Climate Summit Should Prioritize Wiring Up the World on Solar

two businesspeople shaking hands in front of solar panels
(Dreamstime)

Paul F. deLespinasse By Tuesday, 13 April 2021 08:06 AM EDT Current | Bio | Archive

Joe Biden recently invited 40 world leaders to a virtual climate summit. It is well that he invited Vladimir Putin, since the top of the agenda should be an agreement to wire up the world into a unified electrical grid. An obvious place to connect eastern and western hemispheres is the Bering Strait, with Russia and Alaska only 52 miles apart and the ocean depth averaging only 164 feet.  

This meeting — with each leader remaining in his or her home country — is possible only because the world is already wired up into a single communications network, the internet. 

Wiring up the world into a single electrical network will make it possible to stop using the hydrocarbon fuels (coal, oil, natural gas) that threaten to wreck the world climate.

Solar energy harvested by photovoltaic (PV) panels has become so cheap that it is now competitive with other electricity sources.

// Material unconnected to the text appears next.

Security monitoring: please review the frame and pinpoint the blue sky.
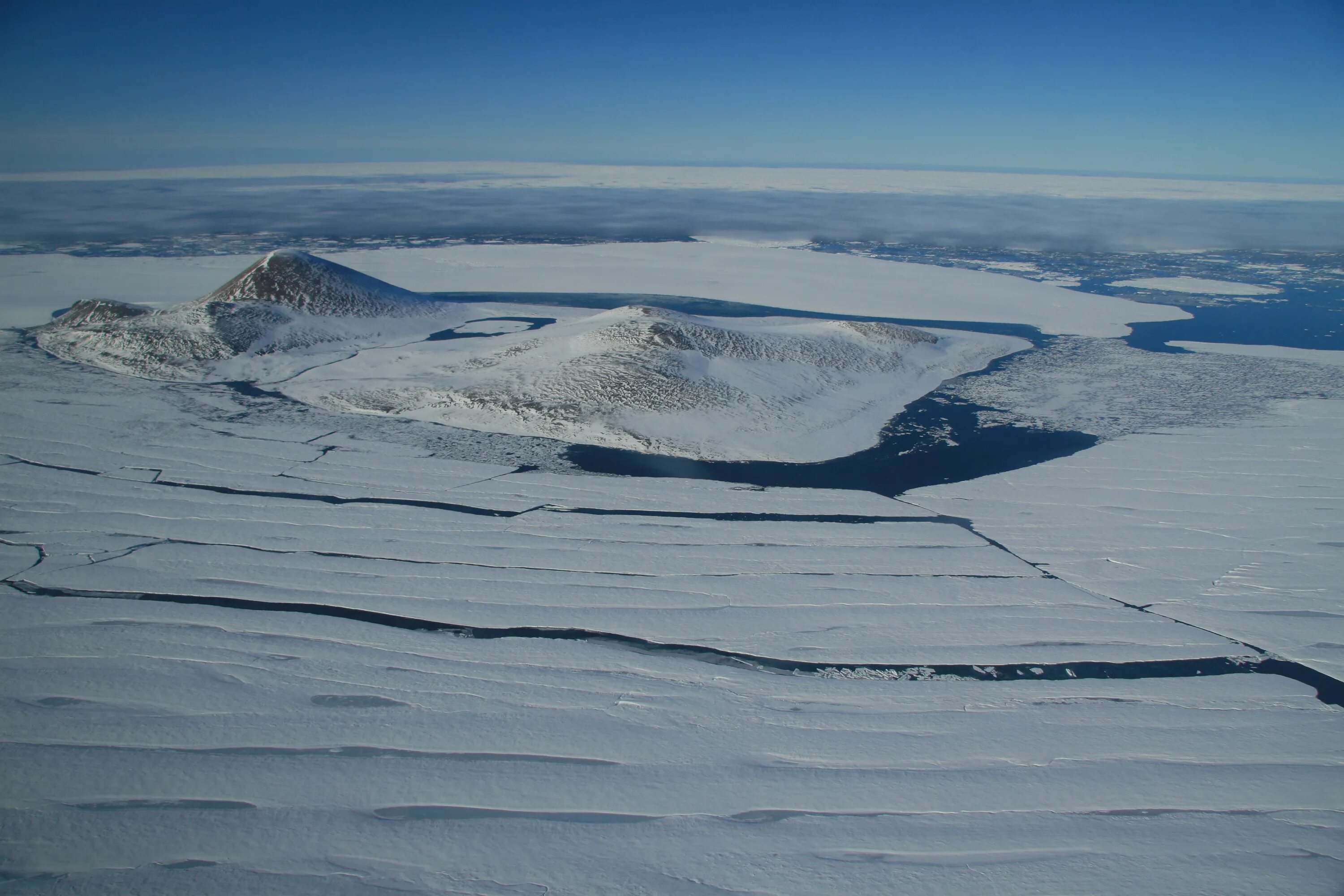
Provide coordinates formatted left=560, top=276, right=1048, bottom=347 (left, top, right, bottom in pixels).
left=0, top=0, right=1344, bottom=179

One major drawback remains: It is horribly intermittent and undependable.  

Many experts argue that we must retain conventional power plants as backup, or else develop technology to store solar energy for use at night and during bad weather. Neither of these alternatives, however, is acceptable.

Using hydrocarbon fuels only for backup would slow down destruction of the world climate, but not halt it. 

Storing electricity needed for one night might be possible. Storing enough for several days of bad weather would probably be too expensive. And storing enough to last for several months every year when the sun is low in the sky and days are short is out of the question. (The PV panels on my house generate only one-fifth as much electricity every day in the middle of the winter as they average in the summer.)

A worldwide grid is the obvious solution to the intermittency problem. It will allow electricity generated where conditions are favorable to be sent to areas where it is nighttime, the weather is bad, or it is winter. It will eliminate any need for dirty backup generators or massive storage.

When I noticed this advantage of a supergrid back in 1972, I thought it was an original idea. Recently, though, I discovered that Buckminster Fuller had the same idea 40 years earlier. It isn't easy to be original! 

When Fuller, way ahead of his time, foresaw the usefulness of a supergrid, electricity could only be transmitted a few hundred miles. Four decades later, when I began pushing the idea in 1972, the technology was making tremendous strides, and today electricity can be transmitted efficiently for thousands of miles using DC, very high voltages, and (potentially) superconducting cables. 

By 1992 Yukinori Kuvano, a leading Japanese scientist and industrial executive at Sanyo, was also making serious proposals along this line.

Peter Meisen , founder of the Global Energy Network Institute , has been working since 1989 to promote construction of a supergrid. He is now at the World Resources SimCenter.

Despite all of our efforts, the possibilities of a worldwide grid never got widespread public attention. 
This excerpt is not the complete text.